Ahora que Vargas Llosa ha retornado a su hogar, a su amada tierra, el Perú, y descansa en paz, podemos decir que la predicción de Umbral se ha hecho realidad: “Seríamos más felices casándonos con la prima, que era de la familia, […] pues lo que el hombre lleva en el subconsciente no es una madre, […] sino una prima”. Aunque no haya un libro exclusivo sobre Patricia, le ha dedicado su última novela, Le dedico mi silencio, y en su discurso como Premio Nobel de Literatura, en 2010, confesó entre sollozos lo que ella significó en su vida:
“El Perú es Patricia, la prima de naricita respingada y carácter indomable con la que tuve la fortuna de casarme hace 45 años y que todavía soporta las manías, neurosis y rabietas que me ayudan a escribir. Ella hace todo y todo lo hace bien. Resuelve los problemas, administra la economía, pone orden en el caos, mantiene a raya a los periodistas y a los intrusos, defiende mi tiempo, decide las citas y los viajes, hace y deshace las maletas, y es tan generosa que, hasta cuando cree que me riñe, me hace el mejor de los elogios: “Mario, para lo único que tú sirves es para escribir”.”.
A estas alturas, muchas aguas han corrido en torno a la figura del escritor, pero hay que reconocer que Patricia ha sido el pilar fundamental de su vida. El principio y el final. En la entrevista, Mario confesó que sin ella no hubiese podido escribir, si ella no se hubiese hecho cargo de todo, incluso de las innumerables mudanzas que tuvieron a lo largo de sus vidas, a distintos países.
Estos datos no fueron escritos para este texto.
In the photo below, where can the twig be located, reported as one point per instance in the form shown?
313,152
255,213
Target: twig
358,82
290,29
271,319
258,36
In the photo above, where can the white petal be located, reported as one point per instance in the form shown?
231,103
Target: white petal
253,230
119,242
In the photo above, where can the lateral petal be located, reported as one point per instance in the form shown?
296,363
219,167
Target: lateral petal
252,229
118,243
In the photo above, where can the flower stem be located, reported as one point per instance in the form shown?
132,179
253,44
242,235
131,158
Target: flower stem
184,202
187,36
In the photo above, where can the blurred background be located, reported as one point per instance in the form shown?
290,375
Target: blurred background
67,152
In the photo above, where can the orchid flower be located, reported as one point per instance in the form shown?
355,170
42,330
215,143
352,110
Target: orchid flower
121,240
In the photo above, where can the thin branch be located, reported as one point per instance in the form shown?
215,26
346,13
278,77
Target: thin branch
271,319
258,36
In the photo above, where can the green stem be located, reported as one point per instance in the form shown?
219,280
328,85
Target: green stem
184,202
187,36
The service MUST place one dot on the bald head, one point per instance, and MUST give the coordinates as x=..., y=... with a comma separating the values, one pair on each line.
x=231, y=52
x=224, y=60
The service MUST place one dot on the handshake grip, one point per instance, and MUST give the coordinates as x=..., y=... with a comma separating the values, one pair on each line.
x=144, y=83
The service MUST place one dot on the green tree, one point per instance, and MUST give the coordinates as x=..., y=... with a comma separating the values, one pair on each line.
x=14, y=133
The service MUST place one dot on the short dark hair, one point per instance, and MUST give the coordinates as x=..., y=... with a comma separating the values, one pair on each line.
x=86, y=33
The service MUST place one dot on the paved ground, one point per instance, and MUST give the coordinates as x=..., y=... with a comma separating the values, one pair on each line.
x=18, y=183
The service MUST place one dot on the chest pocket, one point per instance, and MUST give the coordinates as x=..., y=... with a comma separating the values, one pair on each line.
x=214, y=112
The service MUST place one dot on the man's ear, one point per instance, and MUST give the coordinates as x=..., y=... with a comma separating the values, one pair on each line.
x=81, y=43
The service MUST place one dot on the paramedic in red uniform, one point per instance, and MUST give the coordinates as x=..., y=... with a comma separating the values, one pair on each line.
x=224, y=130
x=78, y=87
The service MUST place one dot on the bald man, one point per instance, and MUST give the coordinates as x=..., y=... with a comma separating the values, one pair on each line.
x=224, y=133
Es decir, es la que ordenó el mundo del escritor, como también admitió Umbral de María España: “Mujer multiplicada, dividida, barajada por el jardín, tan diversa criatura, niña a punto de perderse en el bosque/continente de los árboles, mujer que ordena el mundo en no sé qué génesis”. Patricia, igual que Vera de Nabokov, fue la “adorada y explotada esposa, secretaria, lectora, chófer, asistente, mecanógrafa, editora y cómplice”.
Cuando un grande alza el vuelo, su mirada quieta se refleja en los rostros, como si con él partiesen todas las ideas y nos quedásemos sin palabras. Sin embargo, la esencia luminosa del escritor es una antorcha que no se apaga y permanece encendida en las mentes de sus lectores y oyentes para generar nuevas luces. En este momento de transformaciones profundas que nos llevan a enmendar las injusticias que ha sufrido la mujer, a lo largo de la historia, en varios aspectos, es hora de corregir la tan conocida frase que decía “detrás de un gran hombre hay una gran mujer” y afirmar que “junto a un gran hombre hay una gran mujer”.